Targeting calcineurin for improving muscle regeneration in skeletal muscle disease

靶向钙调磷酸酶以改善骨骼肌疾病的肌肉再生

• 批准号: nhmrc : 350439
• 负责人: Prof Gordon Lynch
• 金额: $ 20.2万
• 依托单位: The University of Melbourne
• 依托单位国家: 澳大利亚
• 项目类别: NHMRC Project Grants
• 财政年份: 2005
• 资助国家: 澳大利亚
• 起止时间: 2005-01-01 至 2007-12-31
• 项目状态: 已结题
• 来源: https://researchdata.edu.au/targeting-calcineurin-improving-muscle-disease/101229
• 关键词: Targeting; calcineurin; improving; muscle; regeneration

Muscular dystrophy is a term that covers a diverse group of inherited disorders characterised by progressive muscle weakness and wasting. Duchenne muscular dystrophy (DMD) is the most severe form, caused by a lack of a protein called dystrophin, which renders muscles fragile, susceptible to damage, and with a compromised ability to regenerate or repair after injury. The disease progresses to all muscles and DMD patients are dependent on a wheelchair before their early teens and die in their twenties. There is a profound need for treatments that can ameliorate the dystrophic condition and improve patient quality of life. Restoring or increasing a muscle's capacity to regenerate would help improve muscle function. We have convincing evidence that the calcineurin signal transduction pathway is important for successful muscle regeneration in mice with muscular dystrophy. There is growing excitement worldwide that stimulating calcineurin could attenuate the dystrophic pathology, however, little is known about the role of calcineurin signalling in human muscle disease. Our goals are to investigate the role of calcineurin signalling in muscular dystrophy and to examine its therapeutic potential for enhancing muscle regeneration. Our aim is to better understand the mechanisms controlling calcineurin signalling in muscles of dystrophic mice and in muscles of patients with DMD. A comprehensive series of physiological, molecular, biochemical, and immunohistochemical experiments will be performed to rigorously test our research aim. Understanding the role of the calcineurin pathway in muscle regeneration is important for the development of novel therapeutic strategies to delay the onset or slow the progression of muscle wasting and weakness. The findings will have broad clinical application for our understanding of muscular dystrophy with relevance to other conditions including ageing, AIDS, burns, cancer cachexia, and disuse atrophy, where muscle wasting occurs.
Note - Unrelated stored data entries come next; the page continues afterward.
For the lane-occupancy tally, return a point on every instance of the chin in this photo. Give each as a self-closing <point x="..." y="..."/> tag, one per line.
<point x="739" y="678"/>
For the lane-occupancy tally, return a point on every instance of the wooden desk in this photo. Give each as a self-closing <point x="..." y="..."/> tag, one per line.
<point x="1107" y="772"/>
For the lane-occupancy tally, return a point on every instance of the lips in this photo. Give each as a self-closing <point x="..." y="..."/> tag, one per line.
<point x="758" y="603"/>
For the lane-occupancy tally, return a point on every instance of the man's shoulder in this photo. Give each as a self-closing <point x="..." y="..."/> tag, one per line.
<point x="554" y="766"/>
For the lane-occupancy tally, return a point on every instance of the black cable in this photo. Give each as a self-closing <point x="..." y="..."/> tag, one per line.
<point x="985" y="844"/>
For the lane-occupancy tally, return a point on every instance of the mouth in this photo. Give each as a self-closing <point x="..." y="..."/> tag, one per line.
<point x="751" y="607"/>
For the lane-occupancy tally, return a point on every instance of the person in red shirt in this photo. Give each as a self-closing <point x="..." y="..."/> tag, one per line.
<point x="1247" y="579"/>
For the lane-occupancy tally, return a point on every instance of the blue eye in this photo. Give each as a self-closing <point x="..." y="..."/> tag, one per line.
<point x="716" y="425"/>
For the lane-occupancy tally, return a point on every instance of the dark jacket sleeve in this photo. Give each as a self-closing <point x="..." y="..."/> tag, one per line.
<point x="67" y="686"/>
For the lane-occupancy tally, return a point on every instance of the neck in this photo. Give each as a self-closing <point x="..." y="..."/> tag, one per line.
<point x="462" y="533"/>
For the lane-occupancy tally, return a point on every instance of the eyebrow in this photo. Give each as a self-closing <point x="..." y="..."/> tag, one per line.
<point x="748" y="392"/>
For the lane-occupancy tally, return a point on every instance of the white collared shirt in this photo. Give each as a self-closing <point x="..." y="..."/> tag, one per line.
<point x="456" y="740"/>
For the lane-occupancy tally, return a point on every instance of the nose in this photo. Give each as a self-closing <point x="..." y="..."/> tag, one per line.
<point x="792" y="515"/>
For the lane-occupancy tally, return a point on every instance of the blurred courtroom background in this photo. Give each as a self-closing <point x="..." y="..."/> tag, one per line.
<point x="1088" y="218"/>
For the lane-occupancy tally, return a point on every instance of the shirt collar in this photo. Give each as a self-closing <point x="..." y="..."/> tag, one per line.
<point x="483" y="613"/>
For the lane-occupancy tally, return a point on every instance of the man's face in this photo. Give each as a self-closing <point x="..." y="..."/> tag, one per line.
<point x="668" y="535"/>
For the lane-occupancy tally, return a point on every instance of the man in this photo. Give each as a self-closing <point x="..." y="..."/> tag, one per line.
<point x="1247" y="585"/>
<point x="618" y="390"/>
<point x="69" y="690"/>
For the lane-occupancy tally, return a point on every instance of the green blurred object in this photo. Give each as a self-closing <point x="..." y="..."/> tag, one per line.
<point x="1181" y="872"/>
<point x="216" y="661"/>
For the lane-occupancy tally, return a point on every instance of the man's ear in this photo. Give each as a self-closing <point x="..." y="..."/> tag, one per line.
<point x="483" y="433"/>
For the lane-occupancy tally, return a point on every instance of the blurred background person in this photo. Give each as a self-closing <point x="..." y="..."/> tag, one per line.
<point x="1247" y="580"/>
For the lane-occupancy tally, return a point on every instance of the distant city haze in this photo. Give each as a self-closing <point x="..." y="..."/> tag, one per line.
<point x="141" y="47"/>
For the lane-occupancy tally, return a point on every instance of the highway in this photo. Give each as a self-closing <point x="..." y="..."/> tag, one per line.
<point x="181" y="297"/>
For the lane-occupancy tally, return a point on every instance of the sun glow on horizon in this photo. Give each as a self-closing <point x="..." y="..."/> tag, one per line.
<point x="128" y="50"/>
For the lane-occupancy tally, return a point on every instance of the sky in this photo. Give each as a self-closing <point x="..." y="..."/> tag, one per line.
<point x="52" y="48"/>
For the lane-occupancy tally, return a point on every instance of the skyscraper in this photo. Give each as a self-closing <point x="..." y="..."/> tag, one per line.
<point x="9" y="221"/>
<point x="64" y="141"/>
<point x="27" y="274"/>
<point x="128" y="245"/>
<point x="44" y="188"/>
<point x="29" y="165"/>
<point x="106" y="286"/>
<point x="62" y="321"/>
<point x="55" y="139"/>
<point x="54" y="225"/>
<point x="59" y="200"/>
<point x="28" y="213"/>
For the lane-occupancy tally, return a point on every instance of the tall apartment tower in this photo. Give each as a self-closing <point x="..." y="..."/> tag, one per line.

肌营养不良是一个术语，涵盖了一组不同的遗传性疾病，其特征是进行性肌肉无力和消瘦。杜氏肌营养不良症（DMD）是最严重的形式，由缺乏一种称为肌营养不良蛋白的蛋白质引起，这种蛋白质使肌肉脆弱，易受损伤，并且损伤后再生或修复能力受损。这种疾病会发展到所有的肌肉，DMD患者在十几岁之前就依赖于轮椅，并在二十多岁时死亡。对于可以改善营养不良状况并改善患者生活质量的治疗存在深刻的需求。恢复或增加肌肉的再生能力将有助于改善肌肉功能。我们有令人信服的证据表明，钙调磷酸酶信号转导通路是重要的成功肌肉再生的小鼠肌营养不良症。在世界范围内，刺激钙调神经磷酸酶可以减轻营养不良的病理学，然而，对钙调神经磷酸酶信号传导在人类肌肉疾病中的作用知之甚少。我们的目标是研究钙调磷酸酶信号在肌营养不良症中的作用，并研究其增强肌肉再生的治疗潜力。我们的目的是更好地了解机制控制钙调磷酸酶信号在肌肉营养不良的小鼠和肌肉DMD患者。将进行一系列全面的生理，分子，生化和免疫组织化学实验，以严格测试我们的研究目标。了解钙调神经磷酸酶途径在肌肉再生中的作用对于开发新的治疗策略以延迟肌肉萎缩和虚弱的发作或减缓其进展是重要的。这些发现将对我们理解与其他疾病相关的肌营养不良症具有广泛的临床应用，包括衰老，艾滋病，烧伤，癌症恶病质和废用性萎缩，其中发生肌肉萎缩。